Missing the 2013 IAAF World Championships in Moscow was a step backwards for Mitchell Watt after medals at the previous three global outdoor championships, but the longer term benefits should be worth it.
“My Achilles tendon was the problem. After the IAAF Diamond League meetings in Shanghai and Eugene it had come to a point where I was no longer able to manage it. It was beyond the point where I could take a step back, receive some treatment and push through.
“You don’t enjoy going to training every day knowing you have to compromise what you’re doing. Even though I’d got away with it for two years, it wasn’t fun and I knew I wasn’t getting the best out of myself.
“I had to take a couple of steps back, which I was more than happy to do, because it will be the right decision in the long run, but it was very disappointing. The World Championships had been the obvious goal for 2013.
“To be honest, it didn’t come as a complete surprise. I had been struggling from early on in the year and it was always in the back of my mind that I wouldn’t make it. I also felt that having won four medals from three World Championships (Berlin, Doha and Daegu) and also the Olympics, I didn’t want to go to Moscow just to for the sake of being there.
“The guys were jumping pretty well this year, so I thought I would have to jump further than I did last year to take a medal, and that’s how it panned out in Moscow.
“The Achilles has been bothering me since a couple of weeks before Daegu 2011, and right through 2012.
“For a few months at the end of last year and into this year I was going pretty well, doing things in training I hadn’t done for over a year. I was training well, I was pain-free, but unfortunately it didn’t last. Even though 2012 was compromised, I wasn’t even doing as much this year as last.
“Next year, with the Commonwealth Games, it’s probably the least important year of the 4-year cycle so I’ll probably use that as a re-building year. I’ll travel and compete, but won’t be pushing it to extremes, and managing my training and competition load sensibly. I’ll then progress things throughout 2015 and 2016.
“It seems a long time-line, having a year off and using next year to re-build, but it will go pretty quickly.
“We’ve got a solid plan. I’m doing an extended rehab which I haven’t taken the time out to do until now. I’ve been travelling to Melbourne regularly to consult Jill Cook, a physiotherapist who is a tendon specialist.
“Surgery was an option, but we saw a few different people and most said it wasn’t the best one. I also spoke to a couple of jumpers who had it and were still having problems 12 months after, even though the surgery went well. That turned me off.
“So we’re doing an extensive strengthening program around the calf and Achilles. Once I start running I’ll be focusing on managing my training load, working on technical aspects of my training. The World Indoors in 2014 is definitely a goal, but we will have to wait and see.
“In the past, when I’ve gone to the track, if I’m feeling good that day I’ve done a full session. Tendons, you’ve really got to manage. Even if you’re feeling good at the beginning you can’t go all-out straight away.
“Given my past – I had a complete break from track and field from 2004 to 2008 as a teenager, where I didn’t touch the track once – I probably don’t have that base level of conditioning that I need to have.
“Jill is monitoring every step.
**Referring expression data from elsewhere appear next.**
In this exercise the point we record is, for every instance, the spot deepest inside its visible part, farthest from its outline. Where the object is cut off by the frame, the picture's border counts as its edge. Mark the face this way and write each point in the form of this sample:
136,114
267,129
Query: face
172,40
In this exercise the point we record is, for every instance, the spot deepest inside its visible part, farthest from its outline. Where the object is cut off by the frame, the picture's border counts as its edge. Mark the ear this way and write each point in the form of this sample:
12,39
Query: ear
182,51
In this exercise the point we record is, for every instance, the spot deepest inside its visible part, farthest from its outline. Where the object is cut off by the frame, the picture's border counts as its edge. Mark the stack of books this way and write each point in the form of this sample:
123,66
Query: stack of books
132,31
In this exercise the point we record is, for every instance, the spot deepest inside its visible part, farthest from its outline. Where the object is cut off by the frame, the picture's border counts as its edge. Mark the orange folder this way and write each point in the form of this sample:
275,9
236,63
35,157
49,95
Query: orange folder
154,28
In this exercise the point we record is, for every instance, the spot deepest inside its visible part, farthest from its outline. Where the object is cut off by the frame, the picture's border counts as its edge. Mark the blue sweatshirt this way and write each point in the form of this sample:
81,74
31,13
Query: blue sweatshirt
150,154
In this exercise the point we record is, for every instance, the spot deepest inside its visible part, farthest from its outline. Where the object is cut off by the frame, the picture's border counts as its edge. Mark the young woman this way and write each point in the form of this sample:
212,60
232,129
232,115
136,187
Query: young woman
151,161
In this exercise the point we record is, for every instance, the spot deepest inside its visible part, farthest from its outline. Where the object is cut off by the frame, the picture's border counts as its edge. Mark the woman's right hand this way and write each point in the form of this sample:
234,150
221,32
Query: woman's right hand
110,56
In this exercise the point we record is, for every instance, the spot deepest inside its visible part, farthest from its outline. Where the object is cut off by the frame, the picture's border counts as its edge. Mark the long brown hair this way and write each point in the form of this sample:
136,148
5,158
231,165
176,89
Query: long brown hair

In the past, I’ve had the Achilles checked every time it gets sore, but we need to keep checking up every couple of weeks to make sure it’s alright to move to the next level of training. It’s a three-phase process and we’re at the end of phase one and beginning phase two.
“Coping with being out was strange. I didn’t watch any of the Diamond Leagues. In 2010, when I had my groin injury, I watched it and it just frustrated me. So this year, I took almost a complete break. I watched the 100m final in Moscow to see Usain Bolt, because that’s always exciting, but I didn’t watch any Diamond Leagues, didn’t watch the long jump in Moscow, didn’t look at results at all. I just took my head away from it for a while.
“I’m back at university, playing golf, doing my rehab each day. I do it at the track and then leave it at the track so that it’s not worrying me, I’m not thinking about it, which at this stage is a good thing.
“During my mid-semester I had the chance to get work experience in the law and in media.
“I hadn’t started rehab and wasn’t training; it was probably the first time in my life I haven’t been training or studying. It’s always been study, train, or both.
“I worked with David Grace who is a senior criminal and sports lawyer in Melbourne. He is one of the most respected lawyers in the country. It was really fun. I wouldn’t say I helped him, but I followed him around and he taught me a lot. It was a big learning experience, being in court, working alongside him.
“David is a big athletics fan and was an athlete himself, so we had plenty to talk about. Obviously training and competing is my number one focus but we’ll keep in touch and hopefully do it again in the off-season.
“I did some work with Fox Sports as well, helping a few of the sports reporters out mainly in the AFL (Australian Football League). In all, I had about five weeks in Melbourne fitting in stuff that I can’t do when I’m training.
“Law and sports media, I guess that will come in handy in the long term too.